(160.)
The force with which the piston is pressed depends on two things, 1st, the actual strength of the steam which presses on it; and, 2dly, on the actual strength of the vapour which resists it. For although the vacuum produced by the method of separate condensation be much more perfect than [Pg272] what had been produced in the atmospheric engines, yet still some vapour of a small degree of elasticity is found to be raised from the hot water in the bottom of the condenser before it can be extracted by the air-pump. One of these pressures is indicated by the steam-gauge already described; but still, before we can estimate the force with which the piston descends, it is necessary to ascertain the force of the vapour which remains uncondensed, and resists the motion of the piston. Another gauge, called the barometer-gauge, is provided for this purpose. A glass tube A B ( fig. 80.), more than thirty inches long and open at both ends, is placed in an upright or vertical position, having the lower end B immersed in a cistern of mercury C. To the upper end is attached a metal tube, which communicates with the condenser, in which a constant vacuum, or rather high degree of rarefaction, is sustained. The same vacuum must therefore exist in the tube A B, above the level of the mercury, and the atmospheric pressure on the surface of the mercury in the cistern C will force the mercury up in the tube A B, until the column which is suspended in it is equal to the difference between the atmospheric pressure and the pressure of the uncondensed steam.
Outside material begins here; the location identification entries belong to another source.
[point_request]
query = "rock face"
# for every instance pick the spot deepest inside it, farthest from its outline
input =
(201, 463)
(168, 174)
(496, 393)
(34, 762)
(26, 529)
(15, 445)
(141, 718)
The difference between the column of mercury sustained in this instrument and in the common barometer, will determine the strength of the uncondensed steam, allowing a force proportional to one pound per square inch for every two inches of mercury in the difference of the two columns. In a well-constructed engine which is in good order, there is very little difference between the altitude in the barometer-gauge and the common barometer.
To compute the force with which the piston descends, thus becomes a very simple arithmetical process. First, ascertain the difference of the levels of the mercury in the steam-gauge; this gives the excess of the steam pressure above the atmospheric pressure. Then find the height of the mercury in the barometer-gauge; this gives the excess of the atmospheric pressure above the uncondensed steam. Hence, if these two heights be added together, we shall obtain the [Pg273] excess of the impelling force of the steam from the boiler, on the one side of the piston, above the resistance of the uncondensed steam on the other side: this will give the effective impelling force. Now, if one pound be allowed for every two inches of mercury in the two columns just mentioned, we shall have the number of pounds of impelling pressure on every square inch of the piston. Then, if the number of square inches in the section of the piston be found, and multiplied by the number of pounds on each square inch, the force with which it moves will be obtained.
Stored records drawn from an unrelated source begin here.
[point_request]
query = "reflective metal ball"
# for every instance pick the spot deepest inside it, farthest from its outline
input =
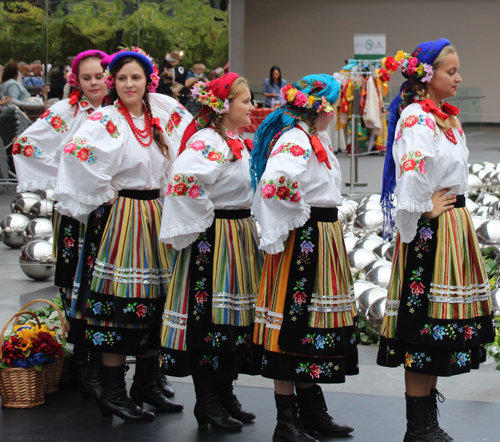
(380, 275)
(368, 297)
(360, 258)
(39, 228)
(36, 260)
(13, 227)
(375, 314)
(369, 221)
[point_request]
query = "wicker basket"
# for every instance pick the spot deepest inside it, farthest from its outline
(22, 387)
(54, 369)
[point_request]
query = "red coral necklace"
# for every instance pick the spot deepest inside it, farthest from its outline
(147, 132)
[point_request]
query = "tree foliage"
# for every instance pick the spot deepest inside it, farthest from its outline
(192, 26)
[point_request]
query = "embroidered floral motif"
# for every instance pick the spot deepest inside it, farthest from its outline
(215, 338)
(293, 149)
(208, 152)
(211, 360)
(316, 370)
(181, 185)
(140, 310)
(79, 148)
(418, 358)
(54, 120)
(412, 161)
(175, 120)
(24, 147)
(100, 338)
(319, 341)
(106, 121)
From what we have stated it appears that, in order to estimate the force with which the piston is urged, it is necessary to refer to both the barometer and the steam-gauge. This double computation may be obviated by making one gauge serve both purposes. If the end C of the steam-gauge ( fig. 79.), instead of communicating with the atmosphere were continued to the condenser, we should have the pressure of the steam acting upon the mercury in the tube B A, and the pressure of the uncondensed vapour which resists the piston acting on the mercury in the tube B C. Hence the difference of the levels of the mercury in the tubes would at once indicate the difference between the force of the steam and that of the uncondensed vapour, which is the effective force with which the piston is urged.